YO QUIERO MOCHA JAVA Irvine-based Diedrich Coffee on Nov. 16 inked a deal in which Taco Bell franchisees will build 50 new Diedrich coffeehouses in San Diego, Temecula and Palm Springs over the next five years. Diedrich operates 36 coffeehouses in California, Colorado and Texas and has an agreement with North Carolina's Taco Bell franchisee for 44 new shops in that state. The ex-Taco Bell execs who hold top posts at Diedrich have embarked on an aggressive strategy to use fast-food know-how to build the chain's national name recognition in a market dominated by Seattle-based Starbucks, the McDonald's of lattes. As Irvine-based Taco Bell's market share has increased dramatically since the introduction of a lovable, sad-eyed, Latino-stereotype, revolution-slogan-spewing Chihuahua named Dinky, Clockwork believes the following can't be far behind: "AWW! HEE AWW!Hola, muchachos, it is I: Francisco, Diedrich Coffee's lovable, sad-eyed, Latino-stereotype, revolution-slogan-spewing burro. Every day, I travel deep into hills way south of the border, where peasants fill my sacks with coffee beans they picked in the fields. AWW! HEE AWW! Am I a revolutionary because my masters have provided safe passage for our beans by forming alliances with terrorists who have waged war against coffee production? Because we are part of the "solidarity" movement that combats poverty and dismal working conditions in developing countries by ensuring that coffee producers receive fair prices in international markets for their beans? Because we buy only from certified organic co-ops whose production techniques respect their ecosystems and contribute to the sustainable use of natural resources? No way, Jose! I am a revolutionary because it hoodwinks you into thinking you are making some sort of individual stand when you come into our stores for our mass-produced beverages. AWW! HEE AWW! Look at me! I'm not a corporate sheepherder. I'm edgy, damn it! VIVA WIENER MÉLANGE!"

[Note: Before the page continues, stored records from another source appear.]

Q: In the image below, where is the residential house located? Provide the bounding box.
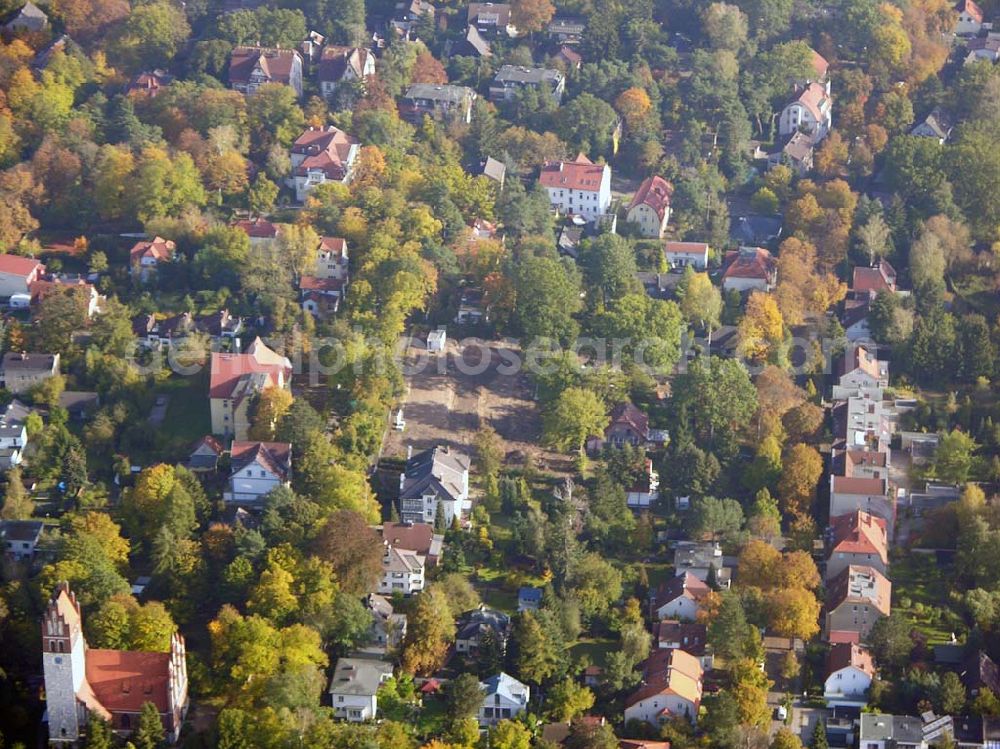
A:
[826,564,892,642]
[455,604,510,653]
[222,440,292,505]
[823,642,875,707]
[823,510,889,580]
[299,276,344,319]
[958,649,1000,699]
[0,398,31,470]
[625,649,704,726]
[910,107,952,146]
[830,475,896,535]
[517,587,542,614]
[3,0,49,33]
[363,593,406,654]
[0,255,45,298]
[653,619,715,670]
[479,671,531,727]
[378,523,444,567]
[327,658,392,723]
[316,47,375,99]
[545,16,587,45]
[833,344,889,401]
[378,543,426,596]
[674,541,733,588]
[663,242,708,270]
[455,286,490,325]
[208,338,292,440]
[650,572,711,621]
[229,47,302,99]
[0,520,45,562]
[778,81,833,143]
[490,65,566,106]
[467,3,517,37]
[722,247,778,292]
[955,0,983,36]
[125,68,174,99]
[187,434,226,471]
[625,458,660,510]
[287,125,361,203]
[389,0,436,39]
[313,237,350,285]
[767,130,816,177]
[587,402,650,452]
[128,236,177,283]
[538,153,611,222]
[234,216,281,246]
[41,582,188,746]
[399,83,476,125]
[0,351,59,395]
[399,446,472,528]
[625,176,674,239]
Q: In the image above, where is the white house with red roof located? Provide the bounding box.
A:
[222,441,292,505]
[824,510,889,580]
[128,236,177,283]
[538,153,611,222]
[625,649,704,726]
[41,583,188,746]
[823,642,875,707]
[625,176,674,239]
[778,81,833,143]
[288,125,361,203]
[0,254,45,297]
[722,247,778,292]
[955,0,983,36]
[663,242,708,270]
[208,338,292,440]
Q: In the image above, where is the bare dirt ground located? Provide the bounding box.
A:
[383,339,571,472]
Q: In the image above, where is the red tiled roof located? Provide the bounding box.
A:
[826,642,875,676]
[830,510,889,564]
[722,247,777,281]
[86,648,170,713]
[128,236,177,263]
[0,254,45,277]
[628,176,674,221]
[538,153,606,192]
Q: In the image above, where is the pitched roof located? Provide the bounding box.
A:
[955,0,983,23]
[663,242,708,257]
[604,401,649,437]
[827,564,892,616]
[722,247,777,281]
[538,153,608,192]
[208,338,292,398]
[292,125,359,181]
[830,510,889,564]
[653,572,711,610]
[625,648,704,710]
[86,648,170,713]
[229,47,302,85]
[628,176,674,221]
[128,236,177,264]
[826,642,875,676]
[229,440,292,479]
[0,254,45,276]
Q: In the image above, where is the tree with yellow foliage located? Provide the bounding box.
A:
[737,291,785,363]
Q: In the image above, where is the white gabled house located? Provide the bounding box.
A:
[222,441,292,505]
[479,671,531,726]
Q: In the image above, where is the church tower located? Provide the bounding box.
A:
[42,583,87,743]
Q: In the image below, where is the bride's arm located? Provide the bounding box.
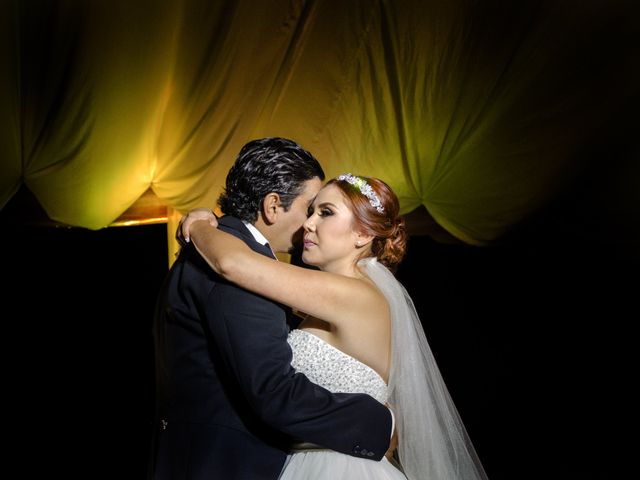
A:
[189,220,385,325]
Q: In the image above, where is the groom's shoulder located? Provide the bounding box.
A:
[218,215,253,242]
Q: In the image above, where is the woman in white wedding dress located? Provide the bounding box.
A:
[183,174,486,480]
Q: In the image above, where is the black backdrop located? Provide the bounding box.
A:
[0,197,640,480]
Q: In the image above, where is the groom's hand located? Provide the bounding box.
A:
[384,429,398,460]
[176,208,218,246]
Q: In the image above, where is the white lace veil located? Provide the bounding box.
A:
[358,258,487,480]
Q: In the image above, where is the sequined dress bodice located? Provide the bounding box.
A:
[288,330,388,403]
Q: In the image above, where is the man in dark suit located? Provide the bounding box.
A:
[150,138,393,480]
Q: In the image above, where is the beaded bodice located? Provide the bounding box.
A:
[288,330,388,403]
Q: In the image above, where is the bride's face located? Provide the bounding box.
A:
[302,185,358,271]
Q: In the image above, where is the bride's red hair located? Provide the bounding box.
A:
[327,176,407,271]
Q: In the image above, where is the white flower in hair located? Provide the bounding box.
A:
[338,173,384,213]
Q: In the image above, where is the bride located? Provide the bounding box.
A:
[182,174,486,480]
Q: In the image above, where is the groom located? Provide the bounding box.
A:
[150,138,392,480]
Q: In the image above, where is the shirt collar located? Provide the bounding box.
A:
[242,222,269,245]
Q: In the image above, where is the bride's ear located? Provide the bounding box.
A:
[262,192,280,225]
[355,233,374,248]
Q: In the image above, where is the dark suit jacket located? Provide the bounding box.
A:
[151,216,391,480]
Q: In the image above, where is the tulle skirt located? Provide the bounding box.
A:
[279,450,407,480]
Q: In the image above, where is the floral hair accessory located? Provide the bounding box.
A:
[338,173,384,213]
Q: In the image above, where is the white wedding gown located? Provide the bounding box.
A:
[280,330,406,480]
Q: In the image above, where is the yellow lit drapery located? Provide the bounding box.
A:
[0,0,640,251]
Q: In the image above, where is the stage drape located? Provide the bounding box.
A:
[0,0,640,245]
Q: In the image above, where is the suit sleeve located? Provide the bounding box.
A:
[207,284,392,460]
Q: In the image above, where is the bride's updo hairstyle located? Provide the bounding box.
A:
[327,173,407,272]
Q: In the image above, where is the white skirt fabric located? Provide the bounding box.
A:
[279,450,407,480]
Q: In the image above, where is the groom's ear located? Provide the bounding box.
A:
[262,192,280,225]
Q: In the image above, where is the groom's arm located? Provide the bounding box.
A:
[207,284,392,460]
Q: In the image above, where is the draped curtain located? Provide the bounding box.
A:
[0,0,640,253]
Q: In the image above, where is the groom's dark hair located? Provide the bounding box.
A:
[218,137,324,223]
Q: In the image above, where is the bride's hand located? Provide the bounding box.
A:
[176,208,218,245]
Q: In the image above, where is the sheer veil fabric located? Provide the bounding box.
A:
[358,258,487,480]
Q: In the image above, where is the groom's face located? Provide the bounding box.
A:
[269,177,322,253]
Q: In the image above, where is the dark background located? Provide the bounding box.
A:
[0,145,640,480]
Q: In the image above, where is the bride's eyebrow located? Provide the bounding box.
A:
[315,202,337,208]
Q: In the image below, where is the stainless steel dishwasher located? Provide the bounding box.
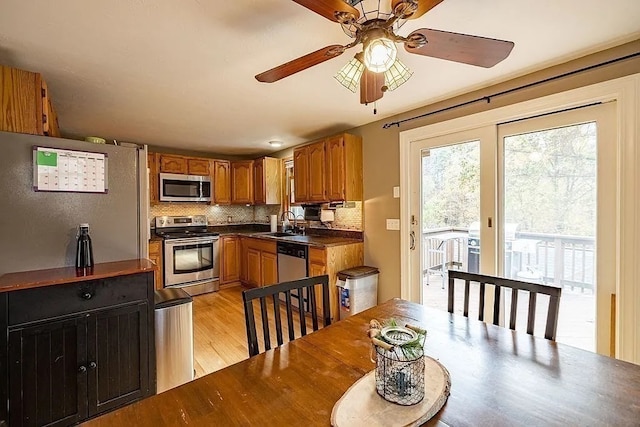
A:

FUNNY PAGES Hats off to OC Metro for a fab satirical piece in its Nov. 19 issue titled "10 Ways to Treat Yourself Special During the Holidays." Obviously poking fun at the crass avarice of OC's upper crust, the feature featured such holiday stress relievers as a holiday-season jaunt to Palm Desert (No. 1); renting a limo and sipping "something bubbly as you shuttle from boutique to boutique" (No. 6); and buying "a new sleigh," a.k.a. a Mercedes-Benz (No. 10). It's great to know the Weekly has brothers and sisters in the local media who will dedicate valuable editorial space to lampooning gross overindulgence during what was once regarded as the season of giving. Way to go, guys!
GIVE TILL IT HURTS This being the season and all, Clockwork would like to conclude this week by pointing out some causes worth consideration-after you've hit the spa in Palm Springs, taken a limo for a shopping spree, and bought your Benz. Second Harvest, the food bank of Orange County Society of St. Vincent de Paul, needs any food or money you can spare for the needy. Call (714) 771-1343. Jamal Agzour of Costa Mesa was killed in a car accident in October. His wife, Diana, and 17-month-old son, Zak, need baby clothes, baby size 8 shoes, and funds to help replace the family car that was demolished in the collision. Make out a check to Zak Agzour, and send it in care of trust officer Judy Leach at California State Bank, Branch No. 16, 2101 E. Pacific Coast Hwy., Corona del Mar, CA 92625. Finally, exotic dancers at Scamps, who've put smiles on scores of horny men's faces, want to put smiles on the faces of needy children this Christmas morning (not that way, pervo!). Bring your dirty car to Scamps between noon and 4 p.m. on Dec. 5, and-we swear this is what the press release says-"the ladies will be lathered up, watered down, and ready to scrub your . . . ahem . . . vehicles" (okay, we added the "ahem"). All money raised will be divided equally and given to underprivileged OC kids. Scamps is located at 7000 Garden Grove Blvd. in Westminster.